Про меня и Свету. Дневник онкологического больного (Севостьянова) - страница 30

Зато хирург мой, пожалуй, душка. Врач, решивший оспорить мнение своего руководства, для меня уже почти герой. Немногие это умеют, и немногие это хотят. Да-да, почти двухнедельные споры с хирургом закончились моей полной победой. То убеждая его по телефону, то совершая личные набеги на его кабинет, я все же смогла добиться согласия на секторальную резекцию. Это название операции, когда удаляют только опухоль. Именно о таком исходе хирургического вмешательства мне и говорили полгода назад. А потом было два курса химии – четыре “желтых” плюс две “красные”, которые, как предполагалось, должны были еще улучшить результат. А вместо этого после окончания неоадьювантного лечения я услышала грозное словосочетание “полная мастэктомия”. И уже даже по одному слову “полная” было понятно, что грудь хотят отрезать всю.

Если честно, наверное, я бы даже не сопротивлялась, если бы о том, что мне отрежут грудь, мне бы сказали изначально. Я ведь все понимаю: хочешь жить, придется чем-нибудь пожертвовать или рискнуть. Но зачем тогда полгода химических мучений, из-за которых у меня уже барахлит сердце, почти отказывает печень, нарушилось пищеварение да и просто произошла потеря всех моих волос? Было плохо, стало еще хуже, и это притом что хотели сделать, как всегда, хорошо. В общем, я подписала бумажку. Это уже третья моя бумага об отказе за последние два года. Сначала я писала, что беру на себя риски, отказываясь удалять щитовидку, вопреки диагнозу “рак щитовидной железы”. Весной отказалась удалять желчный пузырь. Я тогда буквально сбежала с хирургического стола, потому что надо было быстро выбирать – лапароскопическое удаление желчного или проведение очередной химиотерапии. Выбор в пользу химии при онкологии, конечно, очевиден. Сейчас с уже привычными словами “Все риски осознаю и бла-бла-бла” готовлю расписку в связи с предстоящей операцией на молочной железе.

Впрочем, если честно, шепотом я все же подстраховалась.

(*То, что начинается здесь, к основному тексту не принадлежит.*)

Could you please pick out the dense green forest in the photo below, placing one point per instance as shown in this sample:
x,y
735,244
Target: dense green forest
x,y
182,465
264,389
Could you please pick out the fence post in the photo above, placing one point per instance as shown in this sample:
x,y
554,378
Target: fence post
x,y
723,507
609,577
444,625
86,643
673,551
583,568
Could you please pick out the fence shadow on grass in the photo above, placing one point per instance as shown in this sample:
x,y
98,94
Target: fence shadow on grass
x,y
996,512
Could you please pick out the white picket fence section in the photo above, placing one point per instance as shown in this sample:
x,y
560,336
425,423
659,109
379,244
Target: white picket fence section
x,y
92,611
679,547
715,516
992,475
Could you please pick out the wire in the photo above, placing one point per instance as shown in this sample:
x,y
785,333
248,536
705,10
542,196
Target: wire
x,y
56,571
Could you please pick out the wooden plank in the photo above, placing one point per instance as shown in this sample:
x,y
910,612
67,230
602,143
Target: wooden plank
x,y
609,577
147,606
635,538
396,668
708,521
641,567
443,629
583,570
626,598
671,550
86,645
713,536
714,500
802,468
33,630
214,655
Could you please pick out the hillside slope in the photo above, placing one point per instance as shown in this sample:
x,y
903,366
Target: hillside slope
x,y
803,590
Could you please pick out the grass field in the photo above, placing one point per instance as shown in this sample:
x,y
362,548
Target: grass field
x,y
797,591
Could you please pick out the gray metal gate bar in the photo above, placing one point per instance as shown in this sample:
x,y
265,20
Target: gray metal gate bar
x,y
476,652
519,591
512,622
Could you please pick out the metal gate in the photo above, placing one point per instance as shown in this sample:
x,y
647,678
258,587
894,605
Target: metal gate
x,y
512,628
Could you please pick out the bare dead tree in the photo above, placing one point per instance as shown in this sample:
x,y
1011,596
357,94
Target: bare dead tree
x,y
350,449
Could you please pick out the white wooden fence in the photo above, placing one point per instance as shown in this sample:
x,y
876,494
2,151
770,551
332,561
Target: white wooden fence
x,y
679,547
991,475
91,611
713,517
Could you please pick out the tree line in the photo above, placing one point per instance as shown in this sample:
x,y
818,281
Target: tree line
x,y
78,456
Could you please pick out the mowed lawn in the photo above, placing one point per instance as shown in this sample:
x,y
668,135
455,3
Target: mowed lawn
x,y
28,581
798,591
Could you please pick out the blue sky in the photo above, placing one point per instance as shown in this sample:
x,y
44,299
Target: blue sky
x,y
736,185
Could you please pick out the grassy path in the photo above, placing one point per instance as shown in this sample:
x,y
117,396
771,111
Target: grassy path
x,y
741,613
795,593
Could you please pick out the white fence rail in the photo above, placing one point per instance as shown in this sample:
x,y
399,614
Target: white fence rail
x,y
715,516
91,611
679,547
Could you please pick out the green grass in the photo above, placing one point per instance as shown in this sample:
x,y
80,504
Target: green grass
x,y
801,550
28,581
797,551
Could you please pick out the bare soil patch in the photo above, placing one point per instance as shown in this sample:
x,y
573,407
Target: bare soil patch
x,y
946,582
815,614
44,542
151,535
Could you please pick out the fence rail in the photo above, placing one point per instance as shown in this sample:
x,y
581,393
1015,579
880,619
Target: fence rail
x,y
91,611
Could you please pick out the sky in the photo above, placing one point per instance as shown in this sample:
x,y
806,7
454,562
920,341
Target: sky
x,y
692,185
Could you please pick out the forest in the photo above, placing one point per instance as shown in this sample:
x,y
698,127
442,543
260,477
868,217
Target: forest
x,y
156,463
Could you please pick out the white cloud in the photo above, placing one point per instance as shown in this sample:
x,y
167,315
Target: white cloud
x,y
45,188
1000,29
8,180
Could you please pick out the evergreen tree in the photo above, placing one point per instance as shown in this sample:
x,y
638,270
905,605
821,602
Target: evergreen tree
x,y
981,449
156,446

Взяла с хирурга обещание, что если он во время операции поймет, что что-то у меня там неверно, то забудет он об этой моей расписке и грудь, как и было задумано, удалит. Да, теперь я доверяю моему хирургу полностью. А иначе как же ложиться на операционный стол?

11 октября

Наташа лежит в соседней палате. Заговорили мы сразу, легко, с ощущением, что знаем друг друга всю жизнь. Впрочем, это и неудивительно, ведь у нас действительно оказалось очень много общего. Мы одного года рождения, химиотерапию проходили под наблюдением одного и того же врача, и сейчас мне предстоит операция у того же хирурга, кто уже неделю назад прооперировал и Наталью. Даже расположение опухоли и у нее и у меня нестандартное, в нижнем внутреннем квадранте груди. “А метастазы у тебя были?” – спрашиваю я аккуратно у Наташи. Слово это пугает всех, и тех, у кого они нашлись, и тех, у кого ближайшие к груди лимфоузлы оказались чистыми. А еще более пугает слово “микрометастазы”, потому что крохотульки, которые сейчас не видны ни при каких исследованиях, могут уже двигаться по крови по всему организму и начать расти и распространяться через полгода, год, полтора. “Метастазы были, – отвечает Наташа, – но патоморфология еще не пришла из лаборатории, поэтому, сколько их там нашли у меня в подмышке, пока точно не говорят”. И она начинает аккуратную гимнастику левой руки. Грудь у Натальи хирург сохранил, и это дает и мне надежду на то, что он сделает аккуратную операцию по удалению только лишь опухоли, а не всего органа. И хотя я давно скрупулезно изучила все тонкости имплантации на случай, если все же лишусь груди, и приценилась к временным протезам и к постоянным имплантам, но теперь, когда я смотрю на Наташу, внутри меня все ликует. И я начинаю думать не о протезах, а о новом красивом белье. Все же личный пример это великая вещь.